Un dernier defi pour la Transandine 2013 ... fier de porter bien haut les couleurs du "coq wallon"  !

A la Serena, je devais en principe etre heberge par l'Eveque du coin, ami de Edouard Brion, avec qui j'etais alle en Palestine en decembre dernier.  Mais voila, c'etait les vacances et Monseigneur etait parti dans son "Castelgandolfo" chilien ... je suppose que lui - a l'inverse de Benoit XVI - reviendra pour continuer son travail.
 
Des lors, je me suis en route plus tot vers Santiago sans avoir l'opportunite de vous envoyer de message car je me retrouvais de nouveau dans la nature ... avec deux alternatives :
- soit je continuais la Panamericaine qui longe la cote et qui est constamment chargee de voitures et de camions;
- soit je prenais des chemins de traverses via une ancienne route appelee "longitudinale" qui etait utilisee deja au temps de la colonie avant que la "Panam" ne soit construite : entre Vicuna et San Felipe. 

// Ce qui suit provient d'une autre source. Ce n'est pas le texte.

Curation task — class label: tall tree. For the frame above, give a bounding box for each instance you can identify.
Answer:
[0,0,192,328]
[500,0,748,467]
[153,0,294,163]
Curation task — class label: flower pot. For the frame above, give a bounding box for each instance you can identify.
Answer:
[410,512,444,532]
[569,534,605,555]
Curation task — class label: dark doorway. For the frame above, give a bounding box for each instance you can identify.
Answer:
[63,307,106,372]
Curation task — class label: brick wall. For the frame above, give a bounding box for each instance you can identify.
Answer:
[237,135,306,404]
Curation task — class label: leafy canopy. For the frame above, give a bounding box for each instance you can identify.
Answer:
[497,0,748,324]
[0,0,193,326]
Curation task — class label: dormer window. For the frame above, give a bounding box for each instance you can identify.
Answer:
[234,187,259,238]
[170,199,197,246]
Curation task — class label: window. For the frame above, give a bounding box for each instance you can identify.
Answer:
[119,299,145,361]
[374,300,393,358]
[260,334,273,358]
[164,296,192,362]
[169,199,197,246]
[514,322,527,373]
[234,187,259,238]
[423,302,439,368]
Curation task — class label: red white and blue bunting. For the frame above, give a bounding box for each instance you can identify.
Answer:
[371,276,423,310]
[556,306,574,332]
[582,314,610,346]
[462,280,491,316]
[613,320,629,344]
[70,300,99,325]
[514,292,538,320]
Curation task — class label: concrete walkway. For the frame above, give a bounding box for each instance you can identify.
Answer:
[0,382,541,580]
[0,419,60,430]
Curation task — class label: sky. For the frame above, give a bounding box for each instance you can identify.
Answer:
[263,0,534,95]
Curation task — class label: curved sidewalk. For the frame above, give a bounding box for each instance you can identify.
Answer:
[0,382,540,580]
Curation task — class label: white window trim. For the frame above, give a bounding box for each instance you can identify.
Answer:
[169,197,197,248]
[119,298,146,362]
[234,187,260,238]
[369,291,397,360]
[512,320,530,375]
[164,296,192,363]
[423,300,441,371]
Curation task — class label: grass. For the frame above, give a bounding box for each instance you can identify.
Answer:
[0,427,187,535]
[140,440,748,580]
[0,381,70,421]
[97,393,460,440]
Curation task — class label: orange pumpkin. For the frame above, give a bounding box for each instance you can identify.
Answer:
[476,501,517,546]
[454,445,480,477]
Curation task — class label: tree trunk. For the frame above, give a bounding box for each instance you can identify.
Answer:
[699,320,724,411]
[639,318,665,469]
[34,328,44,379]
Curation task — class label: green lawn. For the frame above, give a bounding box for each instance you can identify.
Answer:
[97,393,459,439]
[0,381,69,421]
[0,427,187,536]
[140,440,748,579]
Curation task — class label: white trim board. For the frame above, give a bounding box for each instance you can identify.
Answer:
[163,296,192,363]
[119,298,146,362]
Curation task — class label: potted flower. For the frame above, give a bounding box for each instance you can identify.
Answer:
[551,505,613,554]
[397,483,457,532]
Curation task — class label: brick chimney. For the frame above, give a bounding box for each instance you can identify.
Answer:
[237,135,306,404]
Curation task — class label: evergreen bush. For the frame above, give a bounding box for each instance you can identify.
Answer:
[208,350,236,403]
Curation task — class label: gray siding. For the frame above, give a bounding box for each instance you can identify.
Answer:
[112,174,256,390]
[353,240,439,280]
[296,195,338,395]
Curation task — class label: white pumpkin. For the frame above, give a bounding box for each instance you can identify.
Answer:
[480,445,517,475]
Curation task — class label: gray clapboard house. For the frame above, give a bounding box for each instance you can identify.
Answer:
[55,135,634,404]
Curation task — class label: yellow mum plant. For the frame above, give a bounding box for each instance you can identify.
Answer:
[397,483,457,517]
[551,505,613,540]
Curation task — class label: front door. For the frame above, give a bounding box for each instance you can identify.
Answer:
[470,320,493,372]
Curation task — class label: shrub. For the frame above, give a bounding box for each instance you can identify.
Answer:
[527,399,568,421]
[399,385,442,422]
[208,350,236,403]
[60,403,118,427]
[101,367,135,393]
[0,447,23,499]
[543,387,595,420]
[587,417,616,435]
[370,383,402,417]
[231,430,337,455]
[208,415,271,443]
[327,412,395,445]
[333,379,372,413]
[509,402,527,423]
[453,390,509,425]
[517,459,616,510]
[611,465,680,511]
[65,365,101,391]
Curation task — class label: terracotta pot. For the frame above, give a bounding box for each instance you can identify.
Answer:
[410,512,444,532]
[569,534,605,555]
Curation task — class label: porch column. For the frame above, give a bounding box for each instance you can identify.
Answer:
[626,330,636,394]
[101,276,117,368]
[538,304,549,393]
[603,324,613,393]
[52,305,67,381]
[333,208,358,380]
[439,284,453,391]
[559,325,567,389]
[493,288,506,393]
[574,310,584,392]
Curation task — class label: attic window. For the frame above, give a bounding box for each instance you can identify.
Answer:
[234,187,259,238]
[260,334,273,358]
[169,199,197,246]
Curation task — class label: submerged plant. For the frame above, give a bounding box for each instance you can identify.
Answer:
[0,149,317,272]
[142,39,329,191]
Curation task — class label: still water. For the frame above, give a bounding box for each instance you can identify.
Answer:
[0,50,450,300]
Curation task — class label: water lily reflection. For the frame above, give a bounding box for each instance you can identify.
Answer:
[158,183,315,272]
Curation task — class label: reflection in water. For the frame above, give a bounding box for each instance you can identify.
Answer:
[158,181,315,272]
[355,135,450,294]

Il s'agissait d'un veritable defi.  Les amis Suisses m'avaient averti que c'etait tres beau ... mais tres, tres dur.  Apres deux premiers jours au cours desquels, je parvins a hisser mon velo et mes 40 kgs de bagages au sommet du fameux col de Hurtado (voir photo en annexe), je pris la sage decision d'expedier un sac avec 12 kgs de bagages inutiles (vetements pour la haute montagne, etc) via la compagnie de bus jusque San Felipe, a 75 km de Santiago.
Le long d'une ancienne ligne de chemin de fer.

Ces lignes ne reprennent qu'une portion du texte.